J'ai essayé de rendre de la meilleure façon possible l'idée que j'avais compris, mais vu qu'il y a une nuance à cause du passé simple, si tu as confondu, il se peut que ce ne soit pas tout à fait ça.


Pff ! Peu importe ! Ça ne faisait pas mal.

J'ai bien aimé ce passage. Ça donne bien l'impression qu'elle joue les gros bras.
Sinon, "Peu importe" est censé concorder avec le temps de la narration. On pourrait mettre "Peu importait", mais on perdrait un peu l'effet que tu a cherché à donner. Du coup, je pense qu'il faudrait se risquer à un effet sur lequel je dois te prévenir d'emblée : c'est très risqué, en général vaut mieux pas tenter comme ça. Il s'agit de mettre un passage, dans un récit au passé, au présent, pour augmenter le dynamisme, ou rajouter d'autres effets. MAIS ATTENTION, c'est très casse-gueule. Préfère le passé au moindre doute.
Enfin, bref, il s'agirait de mettre un truc comme : "Pff ! Peu importe ! Ça fait même pas mal."
J'ai mis au présent, enlevé la négation, et rajouté un intensif pour donner à tout ça un air le plus oral possible.


J’esquivais finalement le reste des boules, tuant un par un les monstres qu’elle lançait, de ma lame.
Je te proposerais plutôt : "passant au fil de ma lame chacun des monstres qu'elle envoyait, les uns après les autres"
J'ai choisi "passer au fil de ma lame" car c'est un meilleur moyen d'introduire le complément "de ma lame", l'expression étant consacrée à ce genre de situation.
Ensuite, j'ai remplacé "lançait" par "envoyait", le verbe traduit l'idée plus précisément.
Ensuite, je ne saurais vraiment t'expliquer pourquoi, mais le "chacun" rend la phrase plus jolie, bien qu'il serait juste de ne pas l'y mettre.

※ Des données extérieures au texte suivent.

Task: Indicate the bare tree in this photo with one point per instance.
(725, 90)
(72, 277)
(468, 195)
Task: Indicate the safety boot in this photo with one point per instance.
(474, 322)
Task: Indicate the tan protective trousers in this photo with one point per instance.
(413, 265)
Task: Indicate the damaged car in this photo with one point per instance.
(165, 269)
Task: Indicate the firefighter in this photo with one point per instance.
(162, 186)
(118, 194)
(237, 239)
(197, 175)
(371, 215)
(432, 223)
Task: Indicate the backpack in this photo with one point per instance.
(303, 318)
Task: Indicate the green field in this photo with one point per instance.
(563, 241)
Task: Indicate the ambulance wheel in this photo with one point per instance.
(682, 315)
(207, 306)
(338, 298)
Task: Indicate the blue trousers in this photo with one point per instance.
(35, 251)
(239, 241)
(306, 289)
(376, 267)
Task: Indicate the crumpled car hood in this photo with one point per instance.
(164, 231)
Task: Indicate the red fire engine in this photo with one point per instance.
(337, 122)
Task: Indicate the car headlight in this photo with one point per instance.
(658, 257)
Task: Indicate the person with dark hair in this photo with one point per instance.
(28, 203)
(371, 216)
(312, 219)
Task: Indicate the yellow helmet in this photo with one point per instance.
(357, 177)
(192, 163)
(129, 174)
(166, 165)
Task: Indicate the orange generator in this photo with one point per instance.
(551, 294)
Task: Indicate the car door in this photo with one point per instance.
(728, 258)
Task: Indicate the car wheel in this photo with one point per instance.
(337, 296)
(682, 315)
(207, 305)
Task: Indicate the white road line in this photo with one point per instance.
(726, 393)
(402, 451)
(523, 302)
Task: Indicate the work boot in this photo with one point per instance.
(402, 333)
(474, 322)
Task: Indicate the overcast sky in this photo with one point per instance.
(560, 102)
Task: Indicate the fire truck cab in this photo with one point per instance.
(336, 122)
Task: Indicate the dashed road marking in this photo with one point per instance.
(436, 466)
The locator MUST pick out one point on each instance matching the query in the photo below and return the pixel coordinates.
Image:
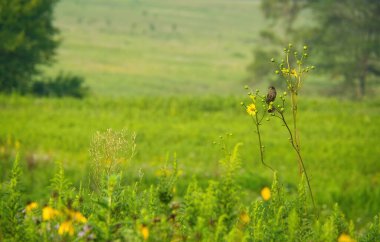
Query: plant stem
(300, 160)
(257, 123)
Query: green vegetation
(162, 150)
(196, 47)
(345, 36)
(339, 142)
(27, 39)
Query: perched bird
(271, 96)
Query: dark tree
(28, 39)
(344, 34)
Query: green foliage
(27, 39)
(320, 24)
(135, 212)
(11, 206)
(60, 86)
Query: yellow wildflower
(244, 218)
(49, 213)
(17, 145)
(265, 193)
(31, 206)
(144, 231)
(294, 73)
(251, 109)
(345, 238)
(253, 97)
(285, 71)
(66, 228)
(77, 216)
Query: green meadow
(173, 73)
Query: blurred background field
(173, 72)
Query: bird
(271, 96)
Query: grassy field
(172, 72)
(131, 48)
(339, 140)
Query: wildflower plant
(292, 70)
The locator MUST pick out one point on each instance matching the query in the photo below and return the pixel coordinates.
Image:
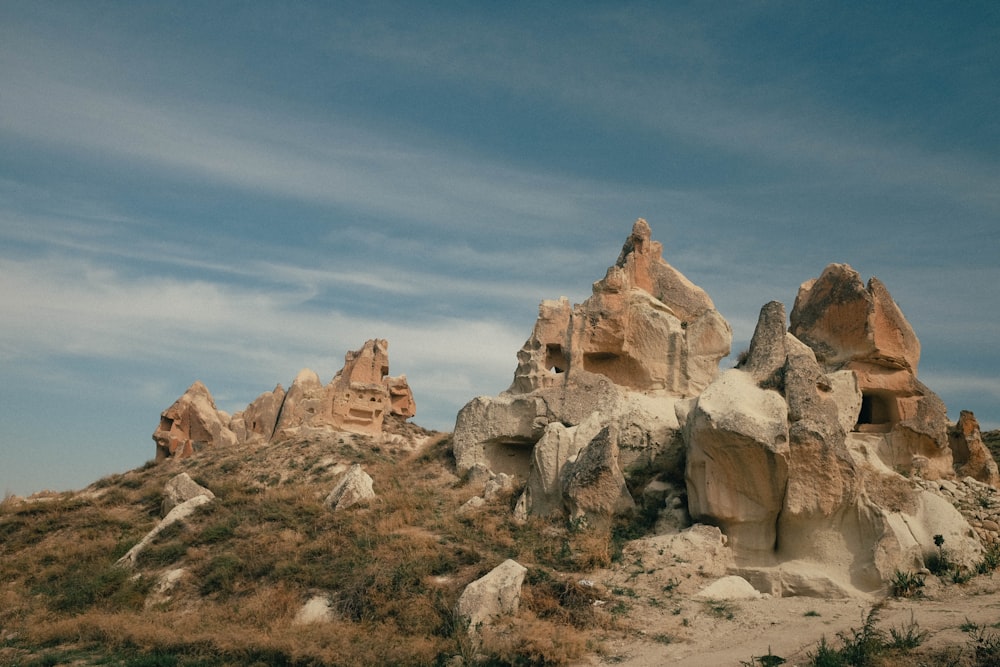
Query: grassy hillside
(394, 569)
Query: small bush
(906, 584)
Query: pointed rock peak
(641, 266)
(198, 388)
(844, 321)
(306, 378)
(766, 356)
(368, 365)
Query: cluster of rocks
(357, 400)
(978, 502)
(805, 454)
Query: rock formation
(356, 486)
(646, 340)
(860, 328)
(822, 457)
(814, 478)
(972, 458)
(357, 400)
(496, 594)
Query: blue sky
(232, 191)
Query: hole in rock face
(512, 457)
(555, 359)
(879, 412)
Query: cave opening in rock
(555, 358)
(879, 411)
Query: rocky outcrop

Finalement, sa nature réelle fut découverte.
Il serait préférable d'utiliser "vraie" ou "véritable" pour "nature". Il seraient antéposés dans ce cas.
Et pour "découverte", je pense que l'idée serait plutôt "révélée", ou "dévoilée"


C’était d’un manque de goût cruel, mais soit.
J'aime beaucoup cette façon qu'elle a de critiquer ses adversaires avec efficacité et naturel


Elle ne parlait pas, mais soudainement, déclencha quelque chose que je ne compris pas, à première vue.

"à première vue" est assez inapproprié, plutôt : "je ne compris pas tout de suite"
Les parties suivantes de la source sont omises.